In short, based on the administrative record, the Navy's and the Navy Board's determination of plaintiff's active duty service obligation was not arbitrary, capricious, or unsupported by evidence, nor did it violate applicable statutes and regulations.
Because this court has found that the Navy and the Navy Board did not err in determining that plaintiff's training-related active duty obligated service date is July 1, 2017, it need not reach the issue raised in plaintiff's second cause of action regarding multiyear retention bonuses and incentive special pay allegedly due. Nonetheless, the court notes that, based on the administrative record, plaintiff is not entitled to monetary damages for bonuses or incentive pay for which he never applied, and for which he never intended to apply prior to 2013. In 2011, when plaintiff contends his service obligation should have ended, plaintiff was not applying for multiyear retention bonuses or incentive special pay; he was trying to resign from the Navy. See AR 22-24 (plaintiff's Unqualified Resignation Request from Active Duty); AR 26-34 (reflecting continued pendency of that request through March 2013). Remarkably, this effort did not prevent plaintiff from receiving the single-year incentive special pay for fiscal years 2012 and 2013. AR 7, 24. Only once plaintiff's resignation request was denied in March 2013 did he apply for a multiyear retention bonus and incentive special pay and sign an accompanying three-year service agreement. AR 1-2. The government concurs that plaintiff was eligible for a multiyear retention bonus and incentive special pay starting in July 2011, not because he had fulfilled his active duty obligation, but because he had completed the requisite years of creditable service. Def.'s Mot. at 15. To receive a multiyear bonus and incentive special pay, however, plaintiff would have had to apply for these benefits and agree to the accompanying multiyear service obligation. He did not.

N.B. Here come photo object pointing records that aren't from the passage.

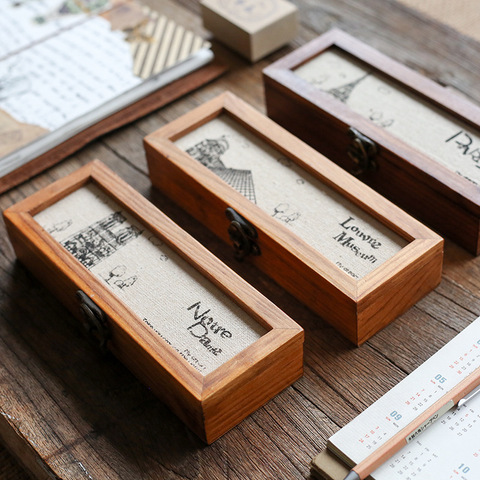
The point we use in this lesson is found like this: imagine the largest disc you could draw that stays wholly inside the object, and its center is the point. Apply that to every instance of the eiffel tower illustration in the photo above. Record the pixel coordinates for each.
(343, 92)
(208, 153)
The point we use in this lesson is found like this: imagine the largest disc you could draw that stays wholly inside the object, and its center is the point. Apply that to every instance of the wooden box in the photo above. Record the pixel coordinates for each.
(252, 28)
(404, 135)
(349, 254)
(200, 337)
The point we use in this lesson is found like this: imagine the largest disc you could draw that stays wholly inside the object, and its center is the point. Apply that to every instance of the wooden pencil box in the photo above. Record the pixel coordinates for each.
(409, 138)
(200, 337)
(350, 255)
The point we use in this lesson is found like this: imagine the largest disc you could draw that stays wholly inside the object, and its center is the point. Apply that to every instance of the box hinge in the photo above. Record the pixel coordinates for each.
(362, 150)
(242, 234)
(93, 320)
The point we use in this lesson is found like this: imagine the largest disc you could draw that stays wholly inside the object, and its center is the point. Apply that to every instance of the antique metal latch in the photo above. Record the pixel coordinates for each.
(93, 320)
(242, 234)
(362, 151)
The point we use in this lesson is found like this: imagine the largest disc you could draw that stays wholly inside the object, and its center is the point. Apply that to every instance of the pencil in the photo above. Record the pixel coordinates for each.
(467, 387)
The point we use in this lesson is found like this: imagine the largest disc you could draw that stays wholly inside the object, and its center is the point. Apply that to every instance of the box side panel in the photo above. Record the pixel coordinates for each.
(227, 32)
(407, 188)
(396, 295)
(274, 36)
(226, 408)
(283, 266)
(63, 284)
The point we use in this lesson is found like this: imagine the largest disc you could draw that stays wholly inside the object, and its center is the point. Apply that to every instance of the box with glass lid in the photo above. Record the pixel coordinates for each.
(406, 136)
(206, 342)
(350, 255)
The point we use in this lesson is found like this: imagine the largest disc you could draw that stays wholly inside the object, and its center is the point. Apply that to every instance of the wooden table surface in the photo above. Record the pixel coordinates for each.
(67, 412)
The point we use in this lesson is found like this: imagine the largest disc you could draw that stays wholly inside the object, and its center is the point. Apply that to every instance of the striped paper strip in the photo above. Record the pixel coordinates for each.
(160, 44)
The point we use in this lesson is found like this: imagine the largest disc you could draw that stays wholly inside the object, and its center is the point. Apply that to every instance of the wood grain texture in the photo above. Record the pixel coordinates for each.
(69, 413)
(462, 15)
(209, 404)
(358, 309)
(430, 191)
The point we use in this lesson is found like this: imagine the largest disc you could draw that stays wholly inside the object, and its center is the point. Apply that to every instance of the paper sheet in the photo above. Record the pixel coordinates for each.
(179, 304)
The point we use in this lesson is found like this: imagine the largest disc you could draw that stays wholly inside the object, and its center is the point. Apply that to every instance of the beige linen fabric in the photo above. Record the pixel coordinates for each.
(171, 297)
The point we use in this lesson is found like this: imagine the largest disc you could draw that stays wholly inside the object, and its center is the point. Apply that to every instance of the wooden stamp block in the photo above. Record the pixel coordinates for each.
(199, 336)
(349, 254)
(406, 136)
(252, 28)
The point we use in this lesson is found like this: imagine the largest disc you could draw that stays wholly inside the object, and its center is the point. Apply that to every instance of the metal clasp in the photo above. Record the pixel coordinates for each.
(93, 320)
(362, 151)
(242, 234)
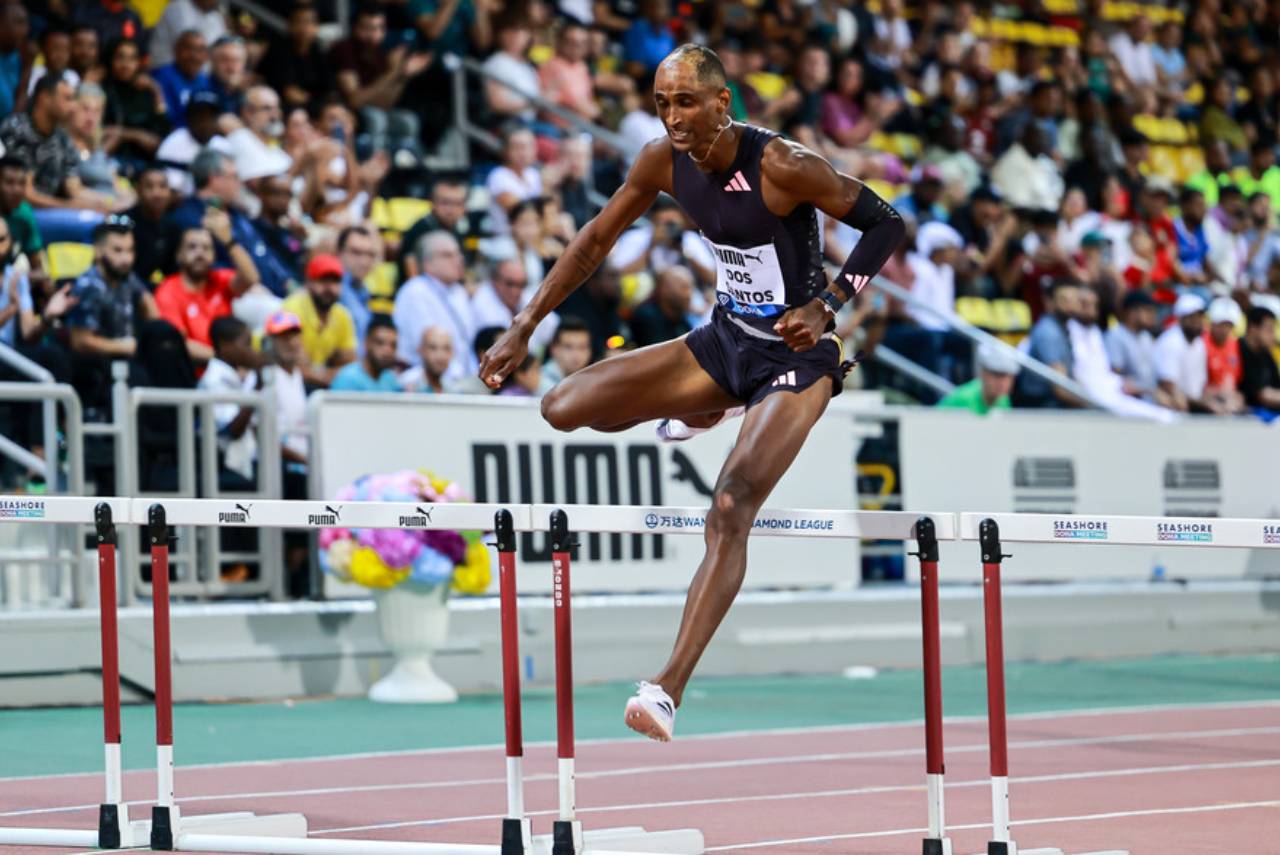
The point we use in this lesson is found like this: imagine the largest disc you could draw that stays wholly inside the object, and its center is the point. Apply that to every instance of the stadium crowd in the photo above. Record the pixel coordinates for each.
(231, 207)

Accordingly, based on the administrative record, plaintiff is not entitled to monetary damages for multiyear retention bonuses or incentive special pay.
For the reasons stated, defendant's motion to dismiss for lack of subject matter jurisdiction is DENIED, defendant's motion for judgment on the administrative record is GRANTED, and plaintiff's cross-motion for judgment on the administrative record is DENIED.
No costs.
It is so
Citations to the administrative record ("AR") refer to the record filed on July 7, 2015, ECF No. 19. That record is paginated sequentially. See AR 112.